Produtores e atacadistas de grãos deixam de recolher R$ 10 milhões de ICMS ao Maranhão

A constatação ocorreu a partir do confronto de todas as notas fiscais e conhecimento de transportes (CT-e) nas operações e prestações interestaduais.


A Secretaria de Fazenda identificou por meio de cruzamento de dados que, no período de maio de 2018 a janeiro de 2020, produtores e comerciantes atacadistas de grãos credenciados pela Portaria Conta Gráfica 175/2018 para recolhimento de imposto com carga tributária de 2%, deixaram de recolher o valor aproximado de R$ 10 milhões do Imposto sobre a Circulação de Mercadorias e Serviços (ICMS).

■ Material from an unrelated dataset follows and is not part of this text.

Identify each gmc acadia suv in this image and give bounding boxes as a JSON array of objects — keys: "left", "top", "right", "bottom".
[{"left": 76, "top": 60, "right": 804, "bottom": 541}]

A constatação ocorreu a partir do confronto de todas as notas fiscais (valores da mercadoria e/ou frete) e conhecimento de transportes (CT-e) nas operações e prestações interestaduais com milho, milheto, soja e sorgo emitidos no Estado, com os recolhimentos dos impostos feitos pelos contribuintes.

O Governo do Maranhão, por meio do Decreto Estadual 33.110/2017, concedeu benefício fiscal aos produtores e comerciantes atacadistas de soja, milho, milheto e sorgo, reduzindo a carga tributária de 12% para 2% com a concessão de crédito presumido, além de permitir o pagamento do ICMS no mês subsequente às vendas, simplificando a sistemática de apuração do imposto, reduzindo custos e facilitando o agronegócio.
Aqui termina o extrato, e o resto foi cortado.